Игра, о которой я рассказывал, представляет те дни в самом верном свете, но ведь если двое влюбленных хотят видеть глазами друг друга, хотят этого так, что сливаются в едином взгляде, — что же тут особенного? «Когда мою руку сжимает рука твоя» — есть такие строчки в одном псалме нашей Церкви; когда Женевьева вела меня по ухабистой дороге, описывая лес, поля, окутанные дымкой горы вдали, меня часто вновь охватывало то волнение, которое я испытывал ребенком, запевая вслед за отцом и матерью в толпе верующих:
Твоим наставленьям внимая
Всею душой
Я истинный путь различаю
Во тьме ночной
Когда мою руку сжимает
Рука твоя
Ведомый тобой, ступаю
Без страха я.
<Перевод Е Туницкой>
Я снова вдыхаю прохладу большого храма, ступеньки кафедры скрипят под ногами пастора, в нефе кашляют, шепоток пробегает по толпе, все садятся… Странно было возвращаться в ту пору. Моя мать сидит на скамье очень прямо, прижимая к груди старый Псалтырь с золотым обрезом. Отец одет в черное. По воскресеньям он всегда ходит в этом строгом и торжественном одеянии, и лицо его кажется мне еще более суровым, чем в другие дни. Воскресенье. Слова псалмов взмывают к серым каменным сводам…

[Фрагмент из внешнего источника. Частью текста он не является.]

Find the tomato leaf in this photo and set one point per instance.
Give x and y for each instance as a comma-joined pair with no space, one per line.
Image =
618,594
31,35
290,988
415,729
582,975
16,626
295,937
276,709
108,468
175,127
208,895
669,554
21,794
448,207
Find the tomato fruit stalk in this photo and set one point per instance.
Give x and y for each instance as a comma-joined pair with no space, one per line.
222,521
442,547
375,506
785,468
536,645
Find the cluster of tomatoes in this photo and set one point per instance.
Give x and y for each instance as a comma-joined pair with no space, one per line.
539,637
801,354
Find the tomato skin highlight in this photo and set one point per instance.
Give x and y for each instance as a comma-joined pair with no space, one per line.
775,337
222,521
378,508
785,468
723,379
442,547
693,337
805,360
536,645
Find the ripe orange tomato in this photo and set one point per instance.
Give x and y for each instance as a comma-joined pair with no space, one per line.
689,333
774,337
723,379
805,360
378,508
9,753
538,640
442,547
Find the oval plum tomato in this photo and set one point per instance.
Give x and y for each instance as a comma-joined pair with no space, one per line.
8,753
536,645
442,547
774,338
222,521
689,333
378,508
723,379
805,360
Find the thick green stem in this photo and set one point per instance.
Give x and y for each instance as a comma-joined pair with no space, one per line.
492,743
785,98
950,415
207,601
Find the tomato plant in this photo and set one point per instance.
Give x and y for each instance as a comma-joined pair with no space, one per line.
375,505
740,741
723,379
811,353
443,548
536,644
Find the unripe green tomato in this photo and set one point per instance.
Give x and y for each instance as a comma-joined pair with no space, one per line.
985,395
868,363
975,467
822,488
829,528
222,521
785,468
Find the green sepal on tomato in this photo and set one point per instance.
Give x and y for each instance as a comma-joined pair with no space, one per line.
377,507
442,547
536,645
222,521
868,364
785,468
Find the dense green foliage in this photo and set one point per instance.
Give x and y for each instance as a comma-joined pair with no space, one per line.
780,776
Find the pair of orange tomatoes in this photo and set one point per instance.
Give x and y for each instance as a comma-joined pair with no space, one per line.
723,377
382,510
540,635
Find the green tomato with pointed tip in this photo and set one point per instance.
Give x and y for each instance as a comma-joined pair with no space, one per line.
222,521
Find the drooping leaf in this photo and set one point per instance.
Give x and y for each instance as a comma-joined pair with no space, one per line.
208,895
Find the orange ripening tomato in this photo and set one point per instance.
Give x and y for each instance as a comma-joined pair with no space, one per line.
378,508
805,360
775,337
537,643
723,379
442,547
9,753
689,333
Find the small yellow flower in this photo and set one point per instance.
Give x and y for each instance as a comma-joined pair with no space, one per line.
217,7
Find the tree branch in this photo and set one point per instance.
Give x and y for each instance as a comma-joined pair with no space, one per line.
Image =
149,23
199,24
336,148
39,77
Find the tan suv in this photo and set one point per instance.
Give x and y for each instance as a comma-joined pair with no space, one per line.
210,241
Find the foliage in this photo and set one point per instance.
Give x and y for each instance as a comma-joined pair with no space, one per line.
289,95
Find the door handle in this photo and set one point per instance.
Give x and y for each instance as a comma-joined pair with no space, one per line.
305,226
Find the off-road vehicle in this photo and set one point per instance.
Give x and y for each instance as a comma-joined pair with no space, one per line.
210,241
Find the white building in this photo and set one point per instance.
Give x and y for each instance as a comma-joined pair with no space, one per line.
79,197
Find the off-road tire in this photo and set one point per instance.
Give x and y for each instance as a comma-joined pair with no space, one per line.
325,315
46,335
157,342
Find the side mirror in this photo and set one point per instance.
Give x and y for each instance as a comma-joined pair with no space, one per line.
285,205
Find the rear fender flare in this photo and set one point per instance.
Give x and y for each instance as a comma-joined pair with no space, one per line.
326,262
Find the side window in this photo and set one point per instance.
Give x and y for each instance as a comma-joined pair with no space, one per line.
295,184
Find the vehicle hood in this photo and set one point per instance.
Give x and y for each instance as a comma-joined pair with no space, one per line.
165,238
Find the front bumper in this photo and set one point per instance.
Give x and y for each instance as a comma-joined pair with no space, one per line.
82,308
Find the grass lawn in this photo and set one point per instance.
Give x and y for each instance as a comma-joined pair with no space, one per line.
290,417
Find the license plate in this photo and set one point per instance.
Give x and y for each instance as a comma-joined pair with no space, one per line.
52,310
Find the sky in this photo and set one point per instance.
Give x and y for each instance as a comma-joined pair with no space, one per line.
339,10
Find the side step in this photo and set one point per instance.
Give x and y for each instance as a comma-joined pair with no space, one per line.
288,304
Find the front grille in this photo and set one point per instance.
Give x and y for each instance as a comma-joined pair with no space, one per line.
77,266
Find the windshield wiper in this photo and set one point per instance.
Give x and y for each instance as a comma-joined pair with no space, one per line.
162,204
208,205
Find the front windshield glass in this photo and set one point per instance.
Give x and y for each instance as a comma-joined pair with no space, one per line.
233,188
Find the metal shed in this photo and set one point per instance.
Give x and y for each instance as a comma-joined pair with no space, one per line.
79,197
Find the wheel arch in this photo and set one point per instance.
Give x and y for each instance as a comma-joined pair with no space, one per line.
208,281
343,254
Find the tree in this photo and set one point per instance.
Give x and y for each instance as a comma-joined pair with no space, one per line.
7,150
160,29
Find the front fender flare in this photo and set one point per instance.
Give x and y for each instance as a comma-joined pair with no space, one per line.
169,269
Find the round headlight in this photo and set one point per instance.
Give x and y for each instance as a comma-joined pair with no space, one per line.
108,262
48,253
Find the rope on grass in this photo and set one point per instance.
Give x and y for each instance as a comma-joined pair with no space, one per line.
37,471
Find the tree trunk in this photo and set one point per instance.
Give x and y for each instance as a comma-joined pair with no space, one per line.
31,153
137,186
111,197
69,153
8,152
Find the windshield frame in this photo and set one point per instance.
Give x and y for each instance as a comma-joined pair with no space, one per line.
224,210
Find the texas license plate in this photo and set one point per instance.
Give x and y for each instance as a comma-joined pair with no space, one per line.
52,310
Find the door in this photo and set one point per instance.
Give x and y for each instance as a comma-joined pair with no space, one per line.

Более удивительным, чем наша игра в жмурки, кажется мне моя тогдашняя безграничная вера в Женевьеву — как будто она всегда была неотъемлемой частью моей души и даже — я смею написать это — моим спасителем, высшей силой, будто она и только она давала мне жизнь. Вернувшись с прогулки, я бросался на колени — что могло быть естественнее? — и благодарил Бога, даровавшего мне столь чистую радость. Да, то была благодать, я не сомневался в этом. Я был полон признательности, я возносил хвалу, я был счастлив, и Женевьева каждый день приходила ко мне.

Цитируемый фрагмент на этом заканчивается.